Peter Macon is a monument of a man. There is no doubt that his men would have followed him into battle with confidence; that his passions match his size; that he is a man who demands respect and follows in the footsteps of kings. But as his jealousy chips away at his faith in himself, he seems to get smaller and smaller, until the man who confronts his so-called “unfaithful” wife is a shadow of his former self. Defeated by his own insecurities, he is brought down by a man who has not laid a hand on him. Macon’s almost (at times) Haitian accent and exaggerated rolled R’s made some of his speeches difficult to understand, but did not detract from the physicality and passion of his performance.

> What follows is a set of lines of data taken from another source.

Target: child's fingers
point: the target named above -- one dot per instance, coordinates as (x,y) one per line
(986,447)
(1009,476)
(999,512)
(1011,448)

This is definitely the summer “of an ass” for Rodney Lizcano. His fine performance as Dogberry in MUCH ADO ABOUT NOTHING is followed up by another funny performance as Roderigo, who supports and plots with Iago for his own purposes—to have Desdemona for his own. As played by Lizcano, he is a comic buffoon made even more ridiculous by his passion and his deceit. Emilia, too, gains prominence by Vanessa Morosco’s performance. As Iago’s wife, she is central to the machinations of the story, yet innocent of all wrongdoing. When she finally figures out what has been going on, why her husband has been behaving so strangely, her grief and anger are a force of nature.
A clever reworking of the stage space from the MUCH ADO set to the OTHELLO set worked very well. The performance was well lit and enhanced by the lighting design of Shannon McKinney. The costumes created for this production by Hugh Hanson enhanced the richness of the court surroundings, delineated Othello’s differentness, and emphasized Desdemona’s innocence.
But the night belongs to Iago. This is a performance you will not soon forget.